Two years ago, I co-wrote the words for a book of his beautiful stereographs, A Village Lost And Found, something I'm almost as proud of as everything we achieved with Queen.



But Williams is part of 3D's past. It's future, I'm convinced, lies with film-makers, such as James Cameron (Avatar), Lee Unkrich (Toy Story 3) and Robert Zemeckis (Polar Express).



I vividly remember going to see Avatar and being blown away by the 3D effects.

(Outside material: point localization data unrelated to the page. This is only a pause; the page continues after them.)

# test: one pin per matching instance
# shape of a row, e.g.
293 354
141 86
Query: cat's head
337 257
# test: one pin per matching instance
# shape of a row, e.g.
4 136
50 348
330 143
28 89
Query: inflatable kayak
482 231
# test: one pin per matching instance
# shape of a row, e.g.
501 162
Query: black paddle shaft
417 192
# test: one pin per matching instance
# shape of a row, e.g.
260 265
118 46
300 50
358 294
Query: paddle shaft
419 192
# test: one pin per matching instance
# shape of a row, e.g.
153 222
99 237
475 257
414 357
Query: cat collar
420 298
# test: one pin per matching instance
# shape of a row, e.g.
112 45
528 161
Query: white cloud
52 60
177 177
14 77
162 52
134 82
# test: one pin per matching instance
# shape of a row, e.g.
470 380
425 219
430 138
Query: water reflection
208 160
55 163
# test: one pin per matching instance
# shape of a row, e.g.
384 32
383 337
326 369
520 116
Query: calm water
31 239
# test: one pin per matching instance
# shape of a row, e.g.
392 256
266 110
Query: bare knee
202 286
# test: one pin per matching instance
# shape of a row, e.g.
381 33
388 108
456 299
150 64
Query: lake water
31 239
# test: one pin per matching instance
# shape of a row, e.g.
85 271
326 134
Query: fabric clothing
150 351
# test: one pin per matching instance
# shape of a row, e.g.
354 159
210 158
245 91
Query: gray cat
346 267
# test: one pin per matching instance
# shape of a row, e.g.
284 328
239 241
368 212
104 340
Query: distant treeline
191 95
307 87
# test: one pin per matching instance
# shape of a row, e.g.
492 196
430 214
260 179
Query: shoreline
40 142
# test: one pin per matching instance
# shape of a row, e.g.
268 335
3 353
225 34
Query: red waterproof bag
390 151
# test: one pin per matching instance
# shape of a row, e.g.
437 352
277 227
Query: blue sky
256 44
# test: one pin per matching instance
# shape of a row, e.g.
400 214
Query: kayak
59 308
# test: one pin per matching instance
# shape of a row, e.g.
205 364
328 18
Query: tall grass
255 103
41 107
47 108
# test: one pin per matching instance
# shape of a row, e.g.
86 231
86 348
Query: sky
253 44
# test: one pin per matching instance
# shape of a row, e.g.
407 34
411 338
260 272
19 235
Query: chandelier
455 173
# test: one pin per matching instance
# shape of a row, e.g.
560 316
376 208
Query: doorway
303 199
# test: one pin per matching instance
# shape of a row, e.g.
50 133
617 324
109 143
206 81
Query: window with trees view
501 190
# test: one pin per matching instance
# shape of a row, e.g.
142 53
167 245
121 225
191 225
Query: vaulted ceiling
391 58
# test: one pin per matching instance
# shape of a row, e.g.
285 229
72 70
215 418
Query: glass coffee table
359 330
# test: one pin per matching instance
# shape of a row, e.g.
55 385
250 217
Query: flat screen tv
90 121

It was something I'd been waiting for my entire life.



I've interviewed these guys for a Sky documentary I've been making about the history of 3D and they're so excited about its potential.

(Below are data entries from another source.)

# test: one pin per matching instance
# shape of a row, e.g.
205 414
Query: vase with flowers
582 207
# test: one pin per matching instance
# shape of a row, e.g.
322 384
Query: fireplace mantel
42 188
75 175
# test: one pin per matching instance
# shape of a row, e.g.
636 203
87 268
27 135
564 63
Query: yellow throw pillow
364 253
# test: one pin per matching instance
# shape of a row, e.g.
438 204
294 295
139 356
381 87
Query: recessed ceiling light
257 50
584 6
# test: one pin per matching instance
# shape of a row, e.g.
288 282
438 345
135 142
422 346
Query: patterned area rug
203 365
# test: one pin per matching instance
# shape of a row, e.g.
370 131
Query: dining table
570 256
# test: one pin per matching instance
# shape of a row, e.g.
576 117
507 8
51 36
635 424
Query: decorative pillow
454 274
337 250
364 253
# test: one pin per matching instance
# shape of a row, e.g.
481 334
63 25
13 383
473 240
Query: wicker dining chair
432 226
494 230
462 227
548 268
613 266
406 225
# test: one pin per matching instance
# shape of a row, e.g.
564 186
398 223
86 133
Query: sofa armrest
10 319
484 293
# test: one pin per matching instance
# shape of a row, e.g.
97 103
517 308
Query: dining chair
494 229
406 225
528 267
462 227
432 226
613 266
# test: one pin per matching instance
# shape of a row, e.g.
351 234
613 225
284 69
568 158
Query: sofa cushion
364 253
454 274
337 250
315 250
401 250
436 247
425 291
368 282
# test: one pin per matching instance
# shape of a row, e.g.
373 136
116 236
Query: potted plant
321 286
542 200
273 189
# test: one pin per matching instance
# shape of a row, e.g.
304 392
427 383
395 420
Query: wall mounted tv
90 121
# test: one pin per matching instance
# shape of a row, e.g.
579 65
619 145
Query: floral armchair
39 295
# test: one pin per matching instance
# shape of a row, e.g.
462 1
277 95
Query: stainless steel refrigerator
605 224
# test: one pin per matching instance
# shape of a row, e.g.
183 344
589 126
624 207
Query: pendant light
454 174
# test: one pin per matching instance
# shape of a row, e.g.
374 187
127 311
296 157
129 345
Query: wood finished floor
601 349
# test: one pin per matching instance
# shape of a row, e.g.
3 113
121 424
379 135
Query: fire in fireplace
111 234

We've had 3D films before, of course, with short-lived fads in the Fifties and Eighties, but this time I'm convinced the 3D effect is simply too good to throw away.



Last year, I was one of the 140,000 people in this country (double the market's expectations) who bought a 3D TV — the LG passive system — and it's a great bit of kit.



Of course, there's only one channel to watch, Sky 3D, but I'm loving the sport, films and wildlife documentaries. They're exquisite and the photography is stunning.



But I confess I do still have doubts about 3D TV.



Not that it will give people headaches or be poorly executed — those days are long gone.



No, my doubts are about the way we watch television. The days when you sat in a darkened room watching in respectful silence are over.



These days, people multi-task while they watch TV — chatting, tapping at their computer, reading a newspaper. You can't do any of that if you're wearing 3D glasses.



But I'm convinced, given the current rate of technical progress, 3D TVs that don't require special glasses are not too far away.



One of my regrets is not having 3D footage of Queen live, in all our glorious, theatrical pomp. That really would have been a spectacle.



But thanks to that boyhood passion of mine, there are some really good 3D stills of the band.



My next project is to make a book of these, to be sold with my special Owl stereoscopic viewer attached.



Freddie in 3D... now, that's going to be quite a sight.



• Brian May's Brief History Of 3D will be shown on Sky 3D on July 7.